El no-saber sería el inicio de una búsqueda. Se espera la honestidad del que reconoce no saber, y entonces inicia la aventura, la exploración, y la escritura remozada de referencias. Esa es la operación: significar el inicio de una búsqueda. Sin embargo, en la sociedad que celebra la ignorancia, este ejercicio no se realiza, más bien, sobreviene una parálisis contagiosa: el placer sin texto, cuya ganancia secundaria parece completarse en la sorna contra todo el que se aventura a los espacios abiertos por la pregunta.
El saber no es una interpretación de la razón sino un cuestionamiento a su límite. De tal forma que el no saber debería convertirse en un viaje. No se trata de estar seguro de la afirmación y negación, más bien se trata de avanzar en la incertidumbre que nos impone el viaje
Unos amigos profesionales de las ciencias sociales, imbuidos en una sociología del individuo, planteaban que la causa de la indiferencia social era la ignorancia. Otros, consideraron una correlación entre ambos vicios. De allí se podría colegir entonces, que indiferencia e ignorancia son contingentes. La “haraganería intelectual” sería la causa de la ignorancia. Sin embargo, el fenómeno es más complejo y toca la normalización de la estulticia.

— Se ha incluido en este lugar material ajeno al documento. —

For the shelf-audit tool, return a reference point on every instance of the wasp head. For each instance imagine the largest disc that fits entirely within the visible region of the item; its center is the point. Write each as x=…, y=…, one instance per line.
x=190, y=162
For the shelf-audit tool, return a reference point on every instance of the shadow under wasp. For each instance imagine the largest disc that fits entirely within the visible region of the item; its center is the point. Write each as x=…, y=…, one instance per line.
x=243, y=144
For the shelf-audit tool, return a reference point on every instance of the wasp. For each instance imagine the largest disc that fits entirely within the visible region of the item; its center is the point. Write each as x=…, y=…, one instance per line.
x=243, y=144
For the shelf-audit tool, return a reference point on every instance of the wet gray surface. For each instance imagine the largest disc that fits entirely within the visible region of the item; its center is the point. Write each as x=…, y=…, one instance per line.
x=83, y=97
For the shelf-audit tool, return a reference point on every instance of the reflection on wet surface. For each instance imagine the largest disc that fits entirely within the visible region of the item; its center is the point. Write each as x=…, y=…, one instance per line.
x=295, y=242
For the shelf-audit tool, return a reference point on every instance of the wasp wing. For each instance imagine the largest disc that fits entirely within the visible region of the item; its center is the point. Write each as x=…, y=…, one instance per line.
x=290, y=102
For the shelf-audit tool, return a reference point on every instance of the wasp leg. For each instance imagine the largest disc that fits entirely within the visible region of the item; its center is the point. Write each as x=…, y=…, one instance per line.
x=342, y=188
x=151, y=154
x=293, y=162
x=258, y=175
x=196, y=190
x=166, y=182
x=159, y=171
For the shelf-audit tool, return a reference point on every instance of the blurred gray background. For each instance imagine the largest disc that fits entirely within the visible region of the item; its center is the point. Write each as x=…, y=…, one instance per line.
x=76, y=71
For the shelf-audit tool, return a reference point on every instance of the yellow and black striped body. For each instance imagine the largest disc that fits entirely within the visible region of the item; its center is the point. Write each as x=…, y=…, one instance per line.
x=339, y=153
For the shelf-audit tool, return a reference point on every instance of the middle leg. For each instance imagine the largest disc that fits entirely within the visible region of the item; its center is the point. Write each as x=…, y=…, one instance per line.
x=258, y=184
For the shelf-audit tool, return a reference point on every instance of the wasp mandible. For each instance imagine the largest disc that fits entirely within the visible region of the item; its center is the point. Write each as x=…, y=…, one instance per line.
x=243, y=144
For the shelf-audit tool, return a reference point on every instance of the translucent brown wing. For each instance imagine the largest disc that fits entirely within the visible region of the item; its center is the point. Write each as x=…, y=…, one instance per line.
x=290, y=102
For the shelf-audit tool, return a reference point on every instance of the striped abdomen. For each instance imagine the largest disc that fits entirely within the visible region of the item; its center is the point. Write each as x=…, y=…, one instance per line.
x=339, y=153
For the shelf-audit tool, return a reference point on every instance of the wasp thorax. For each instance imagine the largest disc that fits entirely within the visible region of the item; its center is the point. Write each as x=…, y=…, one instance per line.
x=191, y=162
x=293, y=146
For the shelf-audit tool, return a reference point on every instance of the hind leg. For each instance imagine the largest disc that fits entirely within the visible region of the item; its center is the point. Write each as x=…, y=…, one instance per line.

El peligro mayor es que se instaure una pedagogía de la ignorancia, de tal modo que cualquier persona que inquiera sobre algún saber, se tope, no solo con ideologías que han suplantado sistemas de ciencia, la interrogación anti aprendizaje y la oficialización de la obscenidad, sino también con el rechazo y el estigma que, en la historia de la humanidad ha sido siempre antesala de persecuciones y crímenes.
Sin tremendismos, ojalá no volvamos a la quema de libros y lapidación de intelectuales.